電話の歴史
あるいはNTTの崩壊


開業当時の電話交換機


 社員20万人のNTTが、なんと半数の10万人をリストラ中だそうです。『NTTは誰に殺されたのか!』という衝撃的な本によれば、
 
《一般の固定電話だけでなく、いまは活況を呈している携帯電話も、やが て滅びてしまう運命にある。なぜなら、両者ともに「インターネット・プロトコル」(以下「IP」=Internet Protocol)と呼ばれる通信規約の登場によって一気に価格競争力を失うからである。「IP電話」や「IP携帯電話」は、通話料金をひたすら無料に近 づけていくため、従来の固定電話も携帯電話も、いずれ経営はまったく成り立たなくなる。
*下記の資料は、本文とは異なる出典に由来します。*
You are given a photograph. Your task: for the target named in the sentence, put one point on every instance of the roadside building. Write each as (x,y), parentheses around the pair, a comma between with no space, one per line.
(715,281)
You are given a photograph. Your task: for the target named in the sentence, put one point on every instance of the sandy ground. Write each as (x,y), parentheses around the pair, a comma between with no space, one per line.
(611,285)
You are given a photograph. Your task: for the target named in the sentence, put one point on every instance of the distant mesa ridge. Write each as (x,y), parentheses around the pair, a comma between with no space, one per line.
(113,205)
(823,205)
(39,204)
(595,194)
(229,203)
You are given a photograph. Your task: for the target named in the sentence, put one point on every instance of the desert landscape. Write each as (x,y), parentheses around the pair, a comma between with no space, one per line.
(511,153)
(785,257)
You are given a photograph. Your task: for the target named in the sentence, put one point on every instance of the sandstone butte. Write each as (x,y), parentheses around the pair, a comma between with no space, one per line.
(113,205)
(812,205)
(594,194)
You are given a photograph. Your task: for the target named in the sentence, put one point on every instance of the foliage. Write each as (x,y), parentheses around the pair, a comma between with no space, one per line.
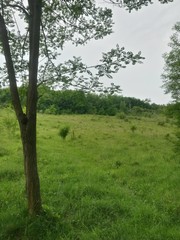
(63,132)
(171,73)
(133,128)
(171,76)
(115,186)
(135,4)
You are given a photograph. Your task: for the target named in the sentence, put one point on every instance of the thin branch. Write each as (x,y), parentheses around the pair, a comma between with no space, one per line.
(19,7)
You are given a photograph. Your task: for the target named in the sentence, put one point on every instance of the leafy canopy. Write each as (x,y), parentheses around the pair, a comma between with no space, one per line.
(63,21)
(75,21)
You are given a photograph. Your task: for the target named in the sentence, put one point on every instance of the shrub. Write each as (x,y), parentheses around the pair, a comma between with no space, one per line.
(63,132)
(121,115)
(133,128)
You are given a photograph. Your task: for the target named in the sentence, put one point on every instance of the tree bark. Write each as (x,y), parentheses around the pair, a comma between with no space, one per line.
(27,122)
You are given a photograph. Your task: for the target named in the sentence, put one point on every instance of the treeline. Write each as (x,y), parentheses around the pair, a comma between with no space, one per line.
(78,102)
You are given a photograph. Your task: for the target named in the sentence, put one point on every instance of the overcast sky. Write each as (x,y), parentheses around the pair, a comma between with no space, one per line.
(147,30)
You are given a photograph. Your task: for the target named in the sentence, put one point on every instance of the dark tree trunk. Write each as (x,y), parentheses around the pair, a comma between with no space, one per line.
(28,136)
(27,122)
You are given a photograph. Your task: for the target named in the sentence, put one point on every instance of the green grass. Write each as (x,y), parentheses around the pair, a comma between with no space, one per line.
(104,181)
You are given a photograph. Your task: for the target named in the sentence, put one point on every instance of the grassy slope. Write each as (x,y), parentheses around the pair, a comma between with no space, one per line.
(102,182)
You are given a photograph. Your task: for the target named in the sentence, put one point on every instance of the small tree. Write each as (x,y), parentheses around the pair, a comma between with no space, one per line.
(171,75)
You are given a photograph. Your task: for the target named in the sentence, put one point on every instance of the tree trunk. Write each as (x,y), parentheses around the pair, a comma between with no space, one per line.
(27,122)
(28,135)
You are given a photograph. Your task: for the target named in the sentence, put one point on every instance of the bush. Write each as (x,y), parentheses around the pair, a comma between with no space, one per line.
(133,128)
(63,132)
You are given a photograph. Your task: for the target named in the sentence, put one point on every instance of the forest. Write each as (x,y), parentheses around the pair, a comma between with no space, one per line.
(79,102)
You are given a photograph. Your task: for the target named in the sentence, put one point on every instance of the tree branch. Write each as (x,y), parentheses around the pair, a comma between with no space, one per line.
(10,69)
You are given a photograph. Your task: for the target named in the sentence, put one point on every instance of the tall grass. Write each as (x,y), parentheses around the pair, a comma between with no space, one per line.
(103,182)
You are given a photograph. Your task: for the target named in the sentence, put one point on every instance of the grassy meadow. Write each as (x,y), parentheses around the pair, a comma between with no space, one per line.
(110,179)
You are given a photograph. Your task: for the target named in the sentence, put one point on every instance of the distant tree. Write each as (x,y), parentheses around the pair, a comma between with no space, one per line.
(32,35)
(171,75)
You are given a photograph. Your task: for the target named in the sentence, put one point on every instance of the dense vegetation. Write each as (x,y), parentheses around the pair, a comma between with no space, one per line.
(109,179)
(77,102)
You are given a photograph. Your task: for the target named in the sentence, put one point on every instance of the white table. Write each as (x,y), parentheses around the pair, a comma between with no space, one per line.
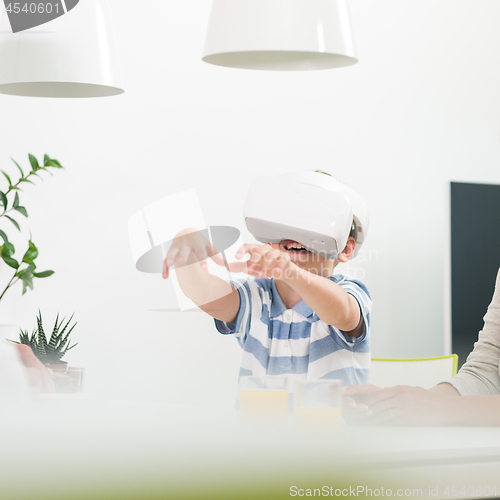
(140,449)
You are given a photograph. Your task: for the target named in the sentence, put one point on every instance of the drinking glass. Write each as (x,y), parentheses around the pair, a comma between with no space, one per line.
(264,401)
(318,405)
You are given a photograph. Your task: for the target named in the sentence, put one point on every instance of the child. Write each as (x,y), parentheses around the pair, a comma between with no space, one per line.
(295,318)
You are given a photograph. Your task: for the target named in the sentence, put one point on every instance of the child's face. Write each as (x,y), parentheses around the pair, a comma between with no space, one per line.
(305,259)
(313,262)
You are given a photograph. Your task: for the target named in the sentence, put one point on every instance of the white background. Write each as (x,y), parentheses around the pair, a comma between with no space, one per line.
(421,108)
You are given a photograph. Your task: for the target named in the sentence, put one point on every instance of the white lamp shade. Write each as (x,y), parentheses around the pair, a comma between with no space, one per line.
(72,56)
(280,34)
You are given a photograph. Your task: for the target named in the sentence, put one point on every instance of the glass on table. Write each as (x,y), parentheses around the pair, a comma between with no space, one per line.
(264,401)
(318,405)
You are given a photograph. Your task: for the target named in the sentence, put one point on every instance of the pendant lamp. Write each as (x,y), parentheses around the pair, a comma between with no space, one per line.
(282,35)
(71,56)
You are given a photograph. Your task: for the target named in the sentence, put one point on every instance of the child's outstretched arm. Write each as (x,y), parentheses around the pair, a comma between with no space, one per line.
(330,301)
(189,253)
そして、その結果起こる日本の“通信崩壊”は、すなわち“NTT崩 壊”を意味している》
 
 通信料が安くなったのは確かですが、それは結果的に日本の電話会社をすべて滅亡させてしまう、と。しかも弱まったNTTは、外資に買収されても構わないと政府は思ってるんだとか。
 技術大好きっ子の本サイトとしては、とっても納得がいかないのでした。というわけで、今回は電話の歴史です。
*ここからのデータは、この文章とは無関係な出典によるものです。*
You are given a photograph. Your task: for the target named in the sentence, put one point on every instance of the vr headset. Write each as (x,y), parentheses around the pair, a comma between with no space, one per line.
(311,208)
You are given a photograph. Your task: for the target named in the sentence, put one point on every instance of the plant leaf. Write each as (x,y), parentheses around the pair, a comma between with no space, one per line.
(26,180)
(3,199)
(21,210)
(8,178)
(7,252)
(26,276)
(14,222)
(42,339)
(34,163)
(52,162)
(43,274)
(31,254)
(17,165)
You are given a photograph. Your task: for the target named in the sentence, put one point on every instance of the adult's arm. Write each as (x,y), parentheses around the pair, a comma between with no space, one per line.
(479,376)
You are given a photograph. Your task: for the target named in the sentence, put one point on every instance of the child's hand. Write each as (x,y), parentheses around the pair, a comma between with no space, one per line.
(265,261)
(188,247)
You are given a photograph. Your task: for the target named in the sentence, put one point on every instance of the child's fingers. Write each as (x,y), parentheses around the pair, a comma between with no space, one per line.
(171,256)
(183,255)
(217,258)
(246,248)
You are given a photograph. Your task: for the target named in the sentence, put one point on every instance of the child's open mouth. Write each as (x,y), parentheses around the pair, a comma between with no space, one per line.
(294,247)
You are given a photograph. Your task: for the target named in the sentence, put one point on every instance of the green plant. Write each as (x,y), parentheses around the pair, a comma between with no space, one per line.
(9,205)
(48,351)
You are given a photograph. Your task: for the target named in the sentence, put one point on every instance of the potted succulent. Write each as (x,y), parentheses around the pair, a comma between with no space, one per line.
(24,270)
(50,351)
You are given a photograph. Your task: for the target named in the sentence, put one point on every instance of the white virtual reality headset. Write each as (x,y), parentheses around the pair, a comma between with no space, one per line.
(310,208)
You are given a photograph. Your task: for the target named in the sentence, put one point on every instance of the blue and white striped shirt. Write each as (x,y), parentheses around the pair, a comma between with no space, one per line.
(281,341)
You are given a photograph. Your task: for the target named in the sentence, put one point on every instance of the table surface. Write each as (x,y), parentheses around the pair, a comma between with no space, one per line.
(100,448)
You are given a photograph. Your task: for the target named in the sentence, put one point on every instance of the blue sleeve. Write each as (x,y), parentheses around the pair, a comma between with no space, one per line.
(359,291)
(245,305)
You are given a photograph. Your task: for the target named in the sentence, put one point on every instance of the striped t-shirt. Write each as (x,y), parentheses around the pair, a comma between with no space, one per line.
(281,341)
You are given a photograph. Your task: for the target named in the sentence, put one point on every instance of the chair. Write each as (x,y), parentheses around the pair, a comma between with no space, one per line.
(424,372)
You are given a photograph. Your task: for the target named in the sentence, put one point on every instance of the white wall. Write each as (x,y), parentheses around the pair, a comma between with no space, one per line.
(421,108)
 日本で電話が開通したのは1890年(明治23年)で、まずは東京ー横浜で営業が開始されました。ちなみにグラハム・ベルが電話を発明してから14年後のことです。
 当初の加入者数は、東京155、横浜42。ダイヤル1番は東京府庁、2番は逓信省、3番は司法省でした。
 
『明治事物起原』によれば、創業当時は、
《種々商人を勧誘したれども、加入者なく、当局者もおほいに当惑し、市中重立ちたる人々100余名を、逓信省の楼上に呼び集めて、電話の効用を蝶々説き立てて加入を勧め……》
 といった感じでした。
 東京〜大阪間が開通したのは1899年。翌年には新橋駅と上野駅に、日本初の公衆電話(「自働電話」といったそうです)が設置されました。
 
 実は夏目漱石の『吾輩は猫である』に電話の場面が出てくるんだな。
 
《しばらく佇(たたず)んでいると廊下を隔てて向うの座敷でベルの音が する。そらあすこにも何か事がある。後(おく)れぬ先に、とその方角へ歩を向ける。来て見ると女が独(ひと)りで何か大声で話している。……女はしきりに 喋舌(しゃべ)っているが相手の声が少しも聞えないのは、噂にきく電話というものであろう》

『吾輩は猫である』が雑誌『ホトトギス』に連載されたのは明治38年(1905)なんですが、このころ、ようやく電話が普及してきたことがわかりますね。
 で、日露戦争後には加入希望者が激増したんですが、予算難からなかなか電話は引けませんでした。で、始まったのが電話売買業です。


当時のチラシ
 
 こうして1910年には、ついに全国の電話加入者数が10万を突破しました。
 ちなみに昭和に入ってからも、なかなか一般家庭には電話が普及しませんでした。当時は電話を引くのに、ちゃんと許可を得ないとダメだったんだな。これがその許可証。



申請受理決定通知書(1928年)

 
 
 戦後の話は触れなくてもいいでしょう。電電公社ができたのは1952年、それから33年後、民営化され、NTTが誕生しました。
 さて、ボロボロになった通信業界ですが、今後どうなるのか? 再び『NTTは誰に殺されたのか!』によれば、
 
《この競争政策の行き着く先は完全な「地方切り捨て」である。唐突だと 思うだろうか。だが、2000年の答申は、そのことも明確に書いているのである。「誰もが利用可能な料金で、日本全国あまねく公平かつ安定的に供給される 国民生活に不可欠なサービス」をユニバーサルサービスという。具体的には、次の3つである。 
(1)加入電話サービス
(2)公衆電話サービス
(3)緊急通報サービス(警察、消防、海上保安庁への通報)
 これ以外は、別段公平にする必要も安定供給する必要もないということ だ。おわかりだろうか? 上の3つには、インターネットも携帯電話も入っていないのである。つまり、今後、地方ではインターネット接続料が都市の10倍に なろうが携帯電話が不通になろうが、政府としてはいっこうに構わないということである》
 
 政府は「三位一体の地方改革」とかいいながら、その実、地方を「殺そう」としていたのでした。ちょっと許せない話です。